MONTROSE, N.Y. – Hendrick Hudson School District is hoping to realize long-term energy savings though a four-year contract with Energy Education, an energy consulting company.

“This is not about asking everyone to change their ways.  It is about asking everyone to pitch in and help.   Every student, staff and faculty member can help out by doing their part and following the policies and guidelines that we are going to set," said Dan Callahan, assistant principal at Hendrick Hudson High School and now part-time "energy education specialist."

A net savings of $432,257 is expected after implementation costs of $556,743, for the four years the district contracted with the firm. Costs will be paid out of the existing utility budget and savings are guaranteed as long as the district "substantially implements" Energy Education's program and keeps an Energy Education specialist on staff.

Savings are calculated from a baseline, or 12-month period before the program is instituted. So two years from now, the savings will still be calculated based on the 12-month baseline, gathered from utility bills from the 2011-2012 fiscal year.

"Most of our clients will tell you that students and teachers are more comfortable after we come in than before. How many times have you gone by a school building in the dead of winter and found the windows open because they're overheated?," asked Jan Noel-Smith, spokesperson for Energy Education.

"Most of the time when we're uncomfortable in a building we're wasting energy," she said. Adjusting thermostats and turning off lights at the end of the day is part of the program, said Noel-Smith, but systems that require specialized knowledge, like boilers and irrigation systems, are also adjusted during the contract.

Included in the contract is payment to Energy Education, Callahan's part-time pay as an "Energy Education specialist," annual travel to a conference and lease of third-party utility accounting software.  
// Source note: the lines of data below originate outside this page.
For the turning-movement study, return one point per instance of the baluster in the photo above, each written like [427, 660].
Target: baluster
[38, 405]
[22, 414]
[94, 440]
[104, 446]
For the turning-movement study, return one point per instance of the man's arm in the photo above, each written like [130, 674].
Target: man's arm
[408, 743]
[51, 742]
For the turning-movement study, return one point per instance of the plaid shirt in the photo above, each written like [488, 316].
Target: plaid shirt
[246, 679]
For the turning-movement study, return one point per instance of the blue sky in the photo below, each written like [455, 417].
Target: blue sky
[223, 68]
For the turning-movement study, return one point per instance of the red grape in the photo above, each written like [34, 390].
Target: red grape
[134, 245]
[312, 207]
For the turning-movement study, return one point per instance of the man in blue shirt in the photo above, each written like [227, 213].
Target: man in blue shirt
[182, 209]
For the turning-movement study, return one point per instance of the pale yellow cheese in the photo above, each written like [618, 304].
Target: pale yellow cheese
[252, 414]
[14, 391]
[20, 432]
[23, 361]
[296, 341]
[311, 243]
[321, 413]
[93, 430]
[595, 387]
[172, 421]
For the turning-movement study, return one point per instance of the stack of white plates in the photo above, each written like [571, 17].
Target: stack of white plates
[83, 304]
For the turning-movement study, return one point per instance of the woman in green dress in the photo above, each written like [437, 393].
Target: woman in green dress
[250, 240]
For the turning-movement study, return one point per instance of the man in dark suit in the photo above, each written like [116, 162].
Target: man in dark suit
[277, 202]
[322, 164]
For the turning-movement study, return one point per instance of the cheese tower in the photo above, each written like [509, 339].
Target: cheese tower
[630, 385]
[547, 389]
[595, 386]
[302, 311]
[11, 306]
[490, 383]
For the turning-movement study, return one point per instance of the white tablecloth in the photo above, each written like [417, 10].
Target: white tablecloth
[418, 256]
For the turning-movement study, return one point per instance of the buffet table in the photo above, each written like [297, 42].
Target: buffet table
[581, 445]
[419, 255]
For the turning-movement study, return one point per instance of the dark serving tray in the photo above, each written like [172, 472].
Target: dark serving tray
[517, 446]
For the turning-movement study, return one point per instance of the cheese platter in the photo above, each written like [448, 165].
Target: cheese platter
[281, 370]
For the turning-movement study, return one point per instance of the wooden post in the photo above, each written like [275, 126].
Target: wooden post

Although savings are only guaranteed for the four years of the contract, Energy Education will provide support to the district free-of-charge under the condition that an Energy Education specialist remains employed by the district, an estimated annual cost of $29,900 for a part-time worker 10 years from now, and as long as that specialist continues to travel to Energy Education conferences. At that point, Energy Education estimates that the district could save a cumulative $2.5 million, compared to baseline rates where energy saving practices were not in place.